Fig. 10.17 Schematic to explain Magnus's effect.

In certain ranges the simultaneously translate and rotation movement causes the lift of the moving object. This can be observed in a thrown ball with spin over 1000 rpm and speed in over 5 m/sec. In these parameters, the ball is moving in curved line to the target. To understand the reason for this curving, the schematic if the ball is drawn (Figure 10.17). The ball is moving to the right and rotating counter clockwise. The velocity at the top of the ball is reduced due to the rotation while the velocity at the bottom of the ball is increased. According to Bernoulli's equation, reduction or increase of the velocity changes the static pressure. Hence, the static pressure is not symmetrical and it causes a force perpendicular to the ball movement. It can be noticed the direction of the rotation changes the direction of the forces. In addition to the change of the pressure, the resistance changes because it is a function of the velocity. In many ranges the increase of the velocity increase the resistance. Hence, there are two different velocities at the top and bottom. The resistance, as a function of the velocity, is different on the bottom as compared to the top. These two different mechanisms cause the ball to move in perpendicular direction to the flow direction. The circulation mimics the Magnus's effect and hence it is used in representative flow. In the above discussion it was used for body of perfect circular shape. However, it was observed that bodies with a very complicated shape such as airplane wing, the lift can be represented by of vortex. from the numerical method of Runge–Kutta and by the Russian Zhukovsky suggest that the dimensionless nature of vortex is controlling the any shape. The extension can be done by defining the circulation as

$\label{if:eq:generalGamma} \Gamma= \oint_{C} \mathbf{U} \boldsymbol{\cdot} \mathbf{ds}=\oint_{C} U\,\cos\theta\, ds$

Fig. 10.18 Wing in a typical uniform flow.

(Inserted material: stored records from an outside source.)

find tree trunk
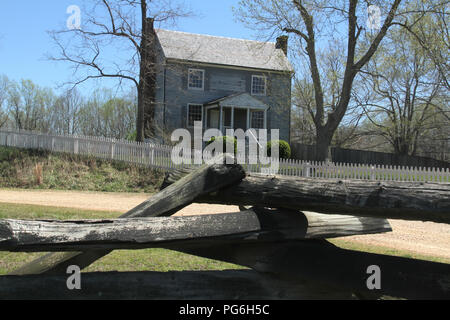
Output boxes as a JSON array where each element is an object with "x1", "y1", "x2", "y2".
[
  {"x1": 136, "y1": 18, "x2": 156, "y2": 142},
  {"x1": 136, "y1": 82, "x2": 144, "y2": 142}
]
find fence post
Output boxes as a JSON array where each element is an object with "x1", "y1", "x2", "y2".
[
  {"x1": 303, "y1": 162, "x2": 309, "y2": 178},
  {"x1": 110, "y1": 141, "x2": 116, "y2": 160},
  {"x1": 73, "y1": 138, "x2": 78, "y2": 154}
]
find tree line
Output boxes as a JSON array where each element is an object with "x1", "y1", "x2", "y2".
[
  {"x1": 235, "y1": 0, "x2": 450, "y2": 160},
  {"x1": 0, "y1": 75, "x2": 137, "y2": 139}
]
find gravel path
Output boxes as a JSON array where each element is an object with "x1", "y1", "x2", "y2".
[{"x1": 0, "y1": 190, "x2": 450, "y2": 259}]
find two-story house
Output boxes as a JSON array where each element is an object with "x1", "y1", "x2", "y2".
[{"x1": 155, "y1": 29, "x2": 293, "y2": 141}]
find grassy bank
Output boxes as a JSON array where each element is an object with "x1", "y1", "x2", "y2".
[{"x1": 0, "y1": 147, "x2": 163, "y2": 193}]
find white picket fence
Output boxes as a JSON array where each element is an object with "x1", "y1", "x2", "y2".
[{"x1": 0, "y1": 129, "x2": 450, "y2": 183}]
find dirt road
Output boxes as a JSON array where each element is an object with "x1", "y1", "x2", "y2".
[{"x1": 0, "y1": 190, "x2": 450, "y2": 259}]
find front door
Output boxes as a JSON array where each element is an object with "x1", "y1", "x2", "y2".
[
  {"x1": 209, "y1": 110, "x2": 220, "y2": 129},
  {"x1": 234, "y1": 108, "x2": 247, "y2": 131}
]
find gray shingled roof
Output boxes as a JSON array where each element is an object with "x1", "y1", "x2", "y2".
[{"x1": 156, "y1": 29, "x2": 293, "y2": 71}]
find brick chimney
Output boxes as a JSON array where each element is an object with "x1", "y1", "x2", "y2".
[{"x1": 275, "y1": 36, "x2": 289, "y2": 55}]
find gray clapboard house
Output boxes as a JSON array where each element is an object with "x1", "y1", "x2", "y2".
[{"x1": 155, "y1": 29, "x2": 293, "y2": 141}]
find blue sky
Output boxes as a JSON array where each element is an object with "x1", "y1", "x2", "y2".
[{"x1": 0, "y1": 0, "x2": 254, "y2": 95}]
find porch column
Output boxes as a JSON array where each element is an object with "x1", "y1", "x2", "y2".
[
  {"x1": 219, "y1": 105, "x2": 223, "y2": 134},
  {"x1": 247, "y1": 108, "x2": 250, "y2": 130}
]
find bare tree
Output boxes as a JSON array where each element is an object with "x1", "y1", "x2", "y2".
[
  {"x1": 236, "y1": 0, "x2": 442, "y2": 160},
  {"x1": 50, "y1": 0, "x2": 190, "y2": 141},
  {"x1": 0, "y1": 75, "x2": 9, "y2": 127},
  {"x1": 358, "y1": 23, "x2": 450, "y2": 155},
  {"x1": 49, "y1": 88, "x2": 84, "y2": 134}
]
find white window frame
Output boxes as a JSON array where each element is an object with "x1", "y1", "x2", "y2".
[
  {"x1": 251, "y1": 75, "x2": 267, "y2": 96},
  {"x1": 186, "y1": 103, "x2": 203, "y2": 128},
  {"x1": 188, "y1": 68, "x2": 205, "y2": 91}
]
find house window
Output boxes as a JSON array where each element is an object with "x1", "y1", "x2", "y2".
[
  {"x1": 187, "y1": 104, "x2": 203, "y2": 127},
  {"x1": 252, "y1": 76, "x2": 266, "y2": 96},
  {"x1": 251, "y1": 111, "x2": 264, "y2": 129},
  {"x1": 188, "y1": 69, "x2": 205, "y2": 90}
]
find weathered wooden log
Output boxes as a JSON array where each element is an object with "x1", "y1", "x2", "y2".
[
  {"x1": 170, "y1": 240, "x2": 450, "y2": 299},
  {"x1": 11, "y1": 155, "x2": 245, "y2": 275},
  {"x1": 0, "y1": 270, "x2": 352, "y2": 300},
  {"x1": 163, "y1": 171, "x2": 450, "y2": 223},
  {"x1": 0, "y1": 208, "x2": 391, "y2": 252}
]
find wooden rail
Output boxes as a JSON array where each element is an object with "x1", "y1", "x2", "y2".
[{"x1": 0, "y1": 155, "x2": 450, "y2": 299}]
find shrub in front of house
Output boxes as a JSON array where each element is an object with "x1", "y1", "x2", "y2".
[{"x1": 267, "y1": 140, "x2": 291, "y2": 159}]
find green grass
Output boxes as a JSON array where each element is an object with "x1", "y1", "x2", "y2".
[
  {"x1": 0, "y1": 203, "x2": 244, "y2": 275},
  {"x1": 329, "y1": 239, "x2": 450, "y2": 264},
  {"x1": 0, "y1": 147, "x2": 163, "y2": 193}
]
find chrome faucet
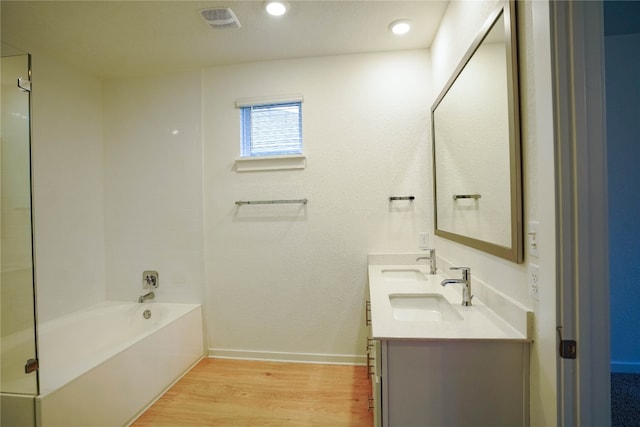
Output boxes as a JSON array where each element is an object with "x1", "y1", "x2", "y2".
[
  {"x1": 416, "y1": 249, "x2": 436, "y2": 274},
  {"x1": 440, "y1": 267, "x2": 473, "y2": 307},
  {"x1": 138, "y1": 291, "x2": 156, "y2": 304}
]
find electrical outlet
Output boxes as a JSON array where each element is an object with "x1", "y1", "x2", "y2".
[
  {"x1": 418, "y1": 232, "x2": 429, "y2": 249},
  {"x1": 529, "y1": 264, "x2": 540, "y2": 301},
  {"x1": 527, "y1": 221, "x2": 540, "y2": 257}
]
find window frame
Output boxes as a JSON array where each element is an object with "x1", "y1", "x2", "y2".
[{"x1": 236, "y1": 95, "x2": 303, "y2": 159}]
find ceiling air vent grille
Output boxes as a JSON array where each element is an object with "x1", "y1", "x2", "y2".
[{"x1": 200, "y1": 8, "x2": 240, "y2": 29}]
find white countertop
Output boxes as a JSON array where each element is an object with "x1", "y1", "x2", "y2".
[{"x1": 369, "y1": 263, "x2": 531, "y2": 342}]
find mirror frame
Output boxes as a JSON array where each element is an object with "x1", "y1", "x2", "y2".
[{"x1": 431, "y1": 0, "x2": 524, "y2": 263}]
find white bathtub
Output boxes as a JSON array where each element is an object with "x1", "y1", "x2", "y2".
[{"x1": 36, "y1": 301, "x2": 204, "y2": 427}]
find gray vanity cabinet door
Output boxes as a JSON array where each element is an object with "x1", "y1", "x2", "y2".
[{"x1": 382, "y1": 340, "x2": 529, "y2": 427}]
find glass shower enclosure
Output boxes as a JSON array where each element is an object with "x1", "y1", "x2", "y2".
[{"x1": 0, "y1": 43, "x2": 38, "y2": 426}]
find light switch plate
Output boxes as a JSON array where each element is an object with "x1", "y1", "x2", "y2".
[{"x1": 529, "y1": 264, "x2": 540, "y2": 301}]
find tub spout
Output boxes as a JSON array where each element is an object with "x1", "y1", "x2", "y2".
[{"x1": 138, "y1": 292, "x2": 156, "y2": 304}]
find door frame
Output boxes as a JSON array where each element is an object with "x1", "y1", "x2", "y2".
[{"x1": 550, "y1": 1, "x2": 611, "y2": 426}]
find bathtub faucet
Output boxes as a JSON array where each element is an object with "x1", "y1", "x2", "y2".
[{"x1": 138, "y1": 291, "x2": 156, "y2": 304}]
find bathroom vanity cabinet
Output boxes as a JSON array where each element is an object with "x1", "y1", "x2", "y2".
[
  {"x1": 366, "y1": 254, "x2": 533, "y2": 427},
  {"x1": 369, "y1": 340, "x2": 529, "y2": 427}
]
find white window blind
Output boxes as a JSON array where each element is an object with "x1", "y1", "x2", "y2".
[{"x1": 239, "y1": 101, "x2": 302, "y2": 157}]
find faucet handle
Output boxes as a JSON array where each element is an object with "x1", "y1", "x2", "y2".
[{"x1": 450, "y1": 267, "x2": 471, "y2": 281}]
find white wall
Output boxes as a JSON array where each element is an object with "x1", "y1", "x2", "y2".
[
  {"x1": 103, "y1": 72, "x2": 204, "y2": 303},
  {"x1": 432, "y1": 1, "x2": 557, "y2": 426},
  {"x1": 203, "y1": 51, "x2": 432, "y2": 362},
  {"x1": 31, "y1": 50, "x2": 106, "y2": 321}
]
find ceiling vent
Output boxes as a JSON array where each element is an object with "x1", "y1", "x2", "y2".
[{"x1": 200, "y1": 8, "x2": 240, "y2": 29}]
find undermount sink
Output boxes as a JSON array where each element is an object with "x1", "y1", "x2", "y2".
[
  {"x1": 389, "y1": 294, "x2": 462, "y2": 322},
  {"x1": 382, "y1": 268, "x2": 427, "y2": 281}
]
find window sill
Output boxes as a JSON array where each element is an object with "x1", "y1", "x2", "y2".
[{"x1": 236, "y1": 155, "x2": 307, "y2": 172}]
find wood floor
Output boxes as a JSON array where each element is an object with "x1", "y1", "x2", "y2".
[{"x1": 132, "y1": 359, "x2": 373, "y2": 427}]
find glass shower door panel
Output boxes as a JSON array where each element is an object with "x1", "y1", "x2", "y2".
[{"x1": 0, "y1": 44, "x2": 38, "y2": 395}]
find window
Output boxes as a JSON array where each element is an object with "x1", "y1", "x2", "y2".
[{"x1": 239, "y1": 100, "x2": 302, "y2": 157}]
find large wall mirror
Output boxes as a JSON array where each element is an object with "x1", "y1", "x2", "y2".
[{"x1": 431, "y1": 2, "x2": 523, "y2": 262}]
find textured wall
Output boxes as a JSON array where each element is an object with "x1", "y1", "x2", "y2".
[
  {"x1": 431, "y1": 1, "x2": 557, "y2": 426},
  {"x1": 104, "y1": 71, "x2": 204, "y2": 302},
  {"x1": 32, "y1": 52, "x2": 105, "y2": 321},
  {"x1": 203, "y1": 51, "x2": 432, "y2": 361}
]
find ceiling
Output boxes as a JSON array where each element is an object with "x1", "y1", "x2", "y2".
[{"x1": 1, "y1": 0, "x2": 448, "y2": 79}]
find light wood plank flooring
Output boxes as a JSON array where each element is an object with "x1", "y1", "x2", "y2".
[{"x1": 132, "y1": 359, "x2": 373, "y2": 427}]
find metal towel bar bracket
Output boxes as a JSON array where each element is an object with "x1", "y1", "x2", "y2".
[
  {"x1": 236, "y1": 199, "x2": 307, "y2": 206},
  {"x1": 453, "y1": 194, "x2": 482, "y2": 200}
]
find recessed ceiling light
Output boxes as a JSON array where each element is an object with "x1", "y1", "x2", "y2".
[
  {"x1": 389, "y1": 19, "x2": 411, "y2": 36},
  {"x1": 264, "y1": 1, "x2": 287, "y2": 16}
]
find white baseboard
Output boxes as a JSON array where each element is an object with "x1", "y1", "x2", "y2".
[{"x1": 209, "y1": 348, "x2": 367, "y2": 366}]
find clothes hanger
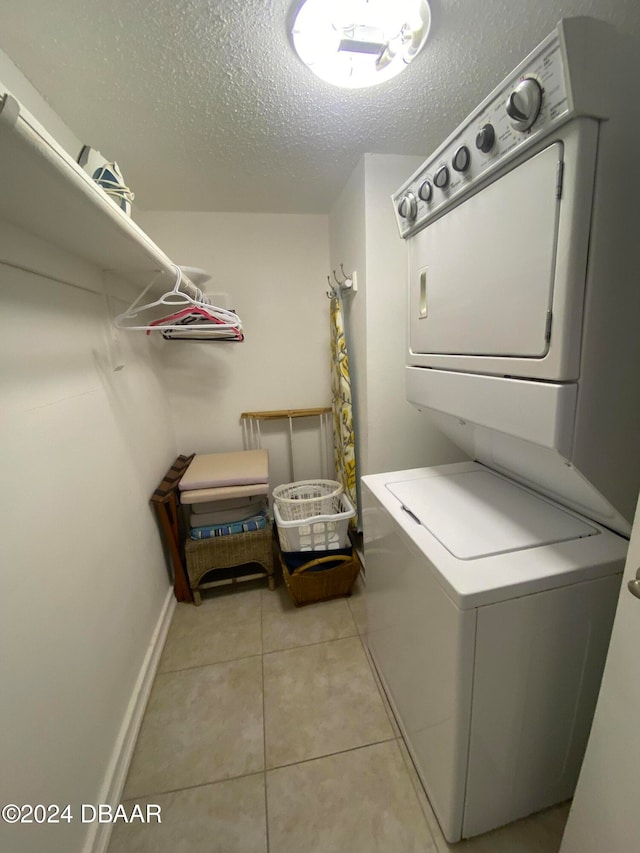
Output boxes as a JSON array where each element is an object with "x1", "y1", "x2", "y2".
[{"x1": 114, "y1": 266, "x2": 242, "y2": 340}]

$\label{if:eq:kuttaJoukowski} L= -\rho_\infty\, U_\infty\,\Gamma,$

The circulation of a ball or cylinder is easy to imagine. Yet a typical air plane do not rotate. Perhaps, the representation of inviscid flow of with vortex can represent the viscous flow. For example flow airplane wing will have typical stream line such as shown in Figure 10.18. However, the viscous flow does not behaves in this fashion especially at the trailing part of the wing. The flow around the wing sheds vortexes because the sharp turn of the flow. The sheds vortexes existence is like the free vortexes since integral including these vortexes can be included in the calculations of the circulation (see equation 10.197).